Again and again this charge has been made that our neutrality laws were being violated by British agents in this country, but the Washington authorities seem to have given the charges little attention. This latest charge, that a branch of the British military system is established here, under high officers of the British army who are engaged in open violation of our neutrality laws, has also been placed before our state department. Will Secretary Hay act? If all this does not prove the pro-British sympathies of the state department, what would show it? Does any one believe for one moment that if Germany, or France, or Russia occupied the places of the two Boer republics that this sort of thing would be permitted? Does anyone think England would even have been permitted, through authorized agents, to buy and ship horses and mules to the field of conflict, let alone establishing a regular camp under the direction and control of British army officers, for the systematic carrying forward of such flagrant violations of the laws of neutrality?
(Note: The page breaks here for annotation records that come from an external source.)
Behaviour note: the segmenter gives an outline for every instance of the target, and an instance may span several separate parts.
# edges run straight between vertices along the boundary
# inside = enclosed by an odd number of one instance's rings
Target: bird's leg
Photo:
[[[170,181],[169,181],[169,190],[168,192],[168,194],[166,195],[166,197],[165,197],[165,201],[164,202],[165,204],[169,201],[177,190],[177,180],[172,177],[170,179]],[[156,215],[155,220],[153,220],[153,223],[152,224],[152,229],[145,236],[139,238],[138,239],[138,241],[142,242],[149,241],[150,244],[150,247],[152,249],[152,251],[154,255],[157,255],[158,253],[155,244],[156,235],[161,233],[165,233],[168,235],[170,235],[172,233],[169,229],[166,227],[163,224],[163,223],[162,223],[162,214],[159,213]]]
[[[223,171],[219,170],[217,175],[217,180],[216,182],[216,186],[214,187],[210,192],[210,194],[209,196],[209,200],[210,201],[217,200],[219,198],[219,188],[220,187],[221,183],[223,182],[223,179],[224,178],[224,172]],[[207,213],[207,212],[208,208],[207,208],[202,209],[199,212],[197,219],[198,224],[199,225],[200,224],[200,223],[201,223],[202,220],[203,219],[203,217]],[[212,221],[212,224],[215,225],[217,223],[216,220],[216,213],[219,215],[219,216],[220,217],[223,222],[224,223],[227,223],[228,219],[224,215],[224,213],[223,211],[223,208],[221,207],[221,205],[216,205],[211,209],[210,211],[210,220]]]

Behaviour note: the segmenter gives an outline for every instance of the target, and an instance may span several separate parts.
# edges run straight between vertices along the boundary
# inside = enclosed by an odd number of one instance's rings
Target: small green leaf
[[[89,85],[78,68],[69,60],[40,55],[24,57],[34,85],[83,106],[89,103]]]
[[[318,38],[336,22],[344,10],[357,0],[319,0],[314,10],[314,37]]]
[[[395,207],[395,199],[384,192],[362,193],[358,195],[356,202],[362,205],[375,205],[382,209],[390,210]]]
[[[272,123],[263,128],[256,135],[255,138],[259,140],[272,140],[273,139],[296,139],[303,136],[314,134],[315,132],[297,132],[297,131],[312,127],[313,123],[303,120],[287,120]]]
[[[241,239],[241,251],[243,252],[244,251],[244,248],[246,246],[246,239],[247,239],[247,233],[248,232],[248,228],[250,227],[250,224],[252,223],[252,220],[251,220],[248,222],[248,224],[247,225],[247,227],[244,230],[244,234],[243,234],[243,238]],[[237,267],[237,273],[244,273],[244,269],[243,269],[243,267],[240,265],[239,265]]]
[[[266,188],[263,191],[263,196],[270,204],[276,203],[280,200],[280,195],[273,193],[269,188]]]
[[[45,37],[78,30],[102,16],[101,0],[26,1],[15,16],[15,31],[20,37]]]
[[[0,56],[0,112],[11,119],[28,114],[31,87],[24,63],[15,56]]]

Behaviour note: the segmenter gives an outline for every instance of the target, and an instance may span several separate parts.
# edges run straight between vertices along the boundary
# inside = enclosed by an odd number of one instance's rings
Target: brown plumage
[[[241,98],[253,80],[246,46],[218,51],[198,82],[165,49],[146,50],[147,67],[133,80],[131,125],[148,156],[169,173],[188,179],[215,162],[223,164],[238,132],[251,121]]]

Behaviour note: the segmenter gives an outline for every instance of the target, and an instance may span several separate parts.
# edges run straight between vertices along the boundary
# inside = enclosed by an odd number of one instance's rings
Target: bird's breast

The fact that such a camp exists on our territory shows how thoroughly we have become imbued with the doctrine of might rather than right. The struggling Boer republics cannot make any show of force to prevent our unwarranted traffic with the British government and consequently it goes on, our laws to the contrary notwithstanding. Our moral obligations are thrown to the wind. There is no physical force to call us down and hence the laws are violated with impunity. It is a shame and a disgrace. Will the country permit this thing to continue now with this overwhelming evidence before it? We shall see.

 

Evidence accumulate every day that President Roosevelt is not destined to be a popular president with the political forces which are generally credited with the business of making the mare go in national political matters. it is quite as impossible for a man of his make-up to keep close to these forces as for water to run up hill. He believes in having his own hand on the throttle too firmly to suit the machine men and as a result he is very likely to find himself outside the machine's sphere of influence when the hunt for delegates really begins. His conduct of his great office has thus far, however, been reasonably satisfactory to the people. But whether he can pull strongly enough with them to gain re-nomination without the machine remains to be seen. Then there is the additional factor against him that he is an accidental president and none such have ever thus far in the history of the government been able to hand the prize before a national convention.

 

The oleo bill, now before the senate, is causing its friends all sorts of trouble. On the face of it it is a revenue measure, while in reality it is a measure to regulate commerce within a state. It is a bill making one wholesome food product subservient to another. It is an interference with one industry in the interest of another by the taxing power. It is an iniquitous measure, but is probably destined to pass for there is partisan need for it.